Eventually, she realized that entrepreneurship could provide her with similar energy, adrenaline, and challenges as a high-profile C-suite job. In 2014, Krawcheck launched Ellevest with the goal of building and managing wealth for women. Last month, the company reached $2 billion in client assets under management.


However, research from Oxford University indicates that the glass cliff phenomenon extends beyond business to other job sectors. This was the case for Yasmene Mumby, the founder of The Ringgold, a Boston-based management and strategy consulting firm. In 2012, she accepted a volunteer position as co-chair of the Baltimore Education Coalition, a partnership of schools and organizations advocating for improvements to Baltimore schools.


Mumby knew the coalition's efforts were being widely covered by the media, and that any failure would be highly publicized, but she felt pressured to say yes when she realized a similar opportunity might never come her way. "When is [sic] a coalition of multisector partners, from schools, community organizations, and policy organizations ever come together to secure up to a billion dollars to rebuild schools across Baltimore City?" she recalls thinking. "So I said yes, fully aware that it was highly visible, highly risky, and woefully under-resourced."


Mumby says that while she was able to succeed in her role, she started to notice a pattern of other women being placed into risky leadership positions. In 2017, she decided to become her own boss and launched The Ringgold. Her consulting firm now serves clients such as the ACLU, the International Rescue Committee, and Bread for the World. Mumby declined to share exact annual revenue for The Ringgold, but says her firm works in the six figures. 
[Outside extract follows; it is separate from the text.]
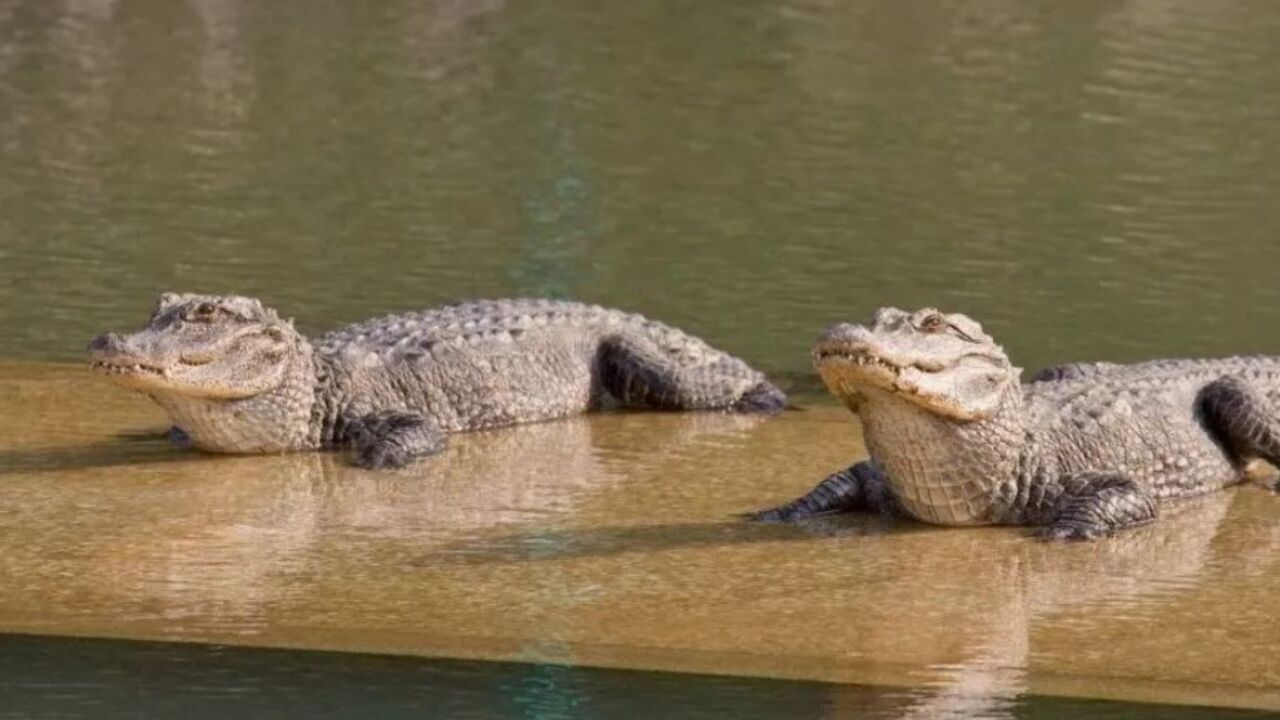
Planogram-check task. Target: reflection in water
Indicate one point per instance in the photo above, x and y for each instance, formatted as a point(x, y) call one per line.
point(611, 540)
point(101, 680)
Former Reddit CEO Ellen Pao faced harassment and encountered numerous challenges during her time in the C-suite, which lasted only eight months. Her advocacy for change during that period ultimately led her to found Project Include, a nonprofit focused on promoting diversity in the tech industry.


Ashley Rudolph, founder of New York City-based consulting business Work with Ashley R, chose to channel her 10 years of leadership experience from working in the tech industry into her own venture in 2023. She is now a career coach who helps clients -- predominantly women and young adults -- climb the corporate ladder and achieve their career goals. 


For other women and people of color interested in embarking on their own entrepreneurial ventures, these women founders say it's important to recognize the unique challenges and opportunities that may arise from navigating the glass cliff. 


Rudolph recommends beginning by identifying your "Zone of Genius." Ask yourself, "What are you amazing at, and what makes you stand out from everyone else?" Rudolph says. "That could be a hard skill or soft skill. Once you identify that thing, that may be the thing that you can start a business on."


Once you land on a business idea, Rudolph says it's important to start talking to your network to help sharpen your pitch. It may also help you find key supporters and initial clients. But Mumby adds that aspiring entrepreneurs should be careful about evaluating this support system: "It's not a matter of, 'Oh, they say hi to me, and they're friendly.' No -- how have they demonstrated their support of you? How have they been either a mentor, sponsor, or partner?"


Next, Rudolph says, be deliberate about creating a feasible business plan -- as well as a schedule that mimics the structure you might be missing after leaving your 9-to-5 job. That could mean committing to a daily routine of reaching out to possible connections on LinkedIn, or filming the process of starting your business. 


Krawcheck advises prioritizing team diversity as you build your business -- "if you look for what correlates with strong company performance, it's diverse leadership teams" -- while Pao stresses the importance of building trust with employees. She says unlike her experience at Reddit, where she felt the board did not support her, she no longer has to second-guess whether colleagues have ulterior motives and can trust them to tell the truth.